Nevertheless, the human psyche is resistant and the virus has taken decisionmaking out of our hands. We are unable to doing things without rushing, waiting for answers, searching for solutions and making money. Shelves are empty of food and will soon be empty of clothes, phones, shoes, unnecessary stuff and medical supplies. People stop moving around, stop going out, stop spending, stop going on holiday, stop going to cultural events, even to church.
We will have to learn how to be happy just with our used dress, reading a forgotten book, cooking up a new recipe and discovering the little things. We will be forced into slowing down the pace, refusing to take planes, working from our homes, entertaining only amongst close friends or family, learning to become self-sufficient and mindful. Suddenly the thought of future projects is vague and uncertain: does it even matter?
There isn’t any cure for this: the best way to survive is to use the time as an opportunity to pick up the pieces and reinvent ourself and the world where we live.
Only then, we may deserve hugs, kisses and “freedom” back; and it is then that we will truly appreciate the beauty of a true hug, exchanged with the heart.
Along with ‘technological innovation’ we need “human innovation”. We need emphasis and focus to create the next level of being human, the way we design our own futures. Businesses need to step back and ask themselves: are we solving the right problem? Is there a better problem definition that will more likely result in benefits to humanity?

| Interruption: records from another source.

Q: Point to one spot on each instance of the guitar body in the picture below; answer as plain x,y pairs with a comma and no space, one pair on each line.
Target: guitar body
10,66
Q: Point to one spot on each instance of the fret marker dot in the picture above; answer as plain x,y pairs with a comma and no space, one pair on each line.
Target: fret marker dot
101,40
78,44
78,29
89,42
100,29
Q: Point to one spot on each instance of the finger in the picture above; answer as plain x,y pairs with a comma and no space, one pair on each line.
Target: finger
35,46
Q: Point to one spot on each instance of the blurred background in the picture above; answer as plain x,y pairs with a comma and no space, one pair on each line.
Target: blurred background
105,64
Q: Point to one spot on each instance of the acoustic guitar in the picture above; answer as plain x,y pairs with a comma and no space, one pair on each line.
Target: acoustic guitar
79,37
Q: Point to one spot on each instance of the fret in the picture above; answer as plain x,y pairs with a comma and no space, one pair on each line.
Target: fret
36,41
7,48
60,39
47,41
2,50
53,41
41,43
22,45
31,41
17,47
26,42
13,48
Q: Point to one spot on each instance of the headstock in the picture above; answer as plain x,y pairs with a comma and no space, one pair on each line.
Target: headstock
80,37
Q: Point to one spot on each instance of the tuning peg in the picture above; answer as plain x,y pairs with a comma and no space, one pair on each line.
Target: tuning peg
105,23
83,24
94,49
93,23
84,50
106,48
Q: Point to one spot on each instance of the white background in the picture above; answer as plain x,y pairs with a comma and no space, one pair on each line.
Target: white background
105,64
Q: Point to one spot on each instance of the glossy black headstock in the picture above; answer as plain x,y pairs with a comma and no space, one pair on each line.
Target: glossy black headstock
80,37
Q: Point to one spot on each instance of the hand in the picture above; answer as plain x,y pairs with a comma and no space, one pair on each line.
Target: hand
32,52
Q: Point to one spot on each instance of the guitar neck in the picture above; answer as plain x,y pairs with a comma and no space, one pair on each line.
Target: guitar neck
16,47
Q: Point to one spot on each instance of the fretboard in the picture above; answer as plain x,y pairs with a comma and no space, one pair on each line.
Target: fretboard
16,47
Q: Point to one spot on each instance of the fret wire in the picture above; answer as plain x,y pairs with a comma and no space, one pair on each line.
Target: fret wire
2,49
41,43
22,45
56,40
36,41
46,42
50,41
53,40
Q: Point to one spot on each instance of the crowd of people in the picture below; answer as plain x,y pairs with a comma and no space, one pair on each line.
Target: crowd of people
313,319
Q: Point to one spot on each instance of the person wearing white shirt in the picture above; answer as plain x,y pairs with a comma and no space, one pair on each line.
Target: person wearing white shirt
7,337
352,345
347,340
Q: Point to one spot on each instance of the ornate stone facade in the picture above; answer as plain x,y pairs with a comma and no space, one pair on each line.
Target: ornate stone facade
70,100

Leaders need to be role models in creativity, invention, improvisation, empathy, ethics, emotions, social connections and intuition among other human attributes, before being experts in economy, strategy and finance.
We need to rethink capitalism that fails to make us secure, as clearly shown by the events. We need to rethink business role in society, and redefine us as human being!
Hopefully, the striking number of lives yet to come, won’t die in vain as the world will strive to resurrect human dignity and survival.
I would like to end with a positive message from us, Italians to the rest of the world, intended as a wake up call for all.
There is freedom in this path of generosity and greater pain in the path of scarcity and fear.
Social distancing does not mean social isolation.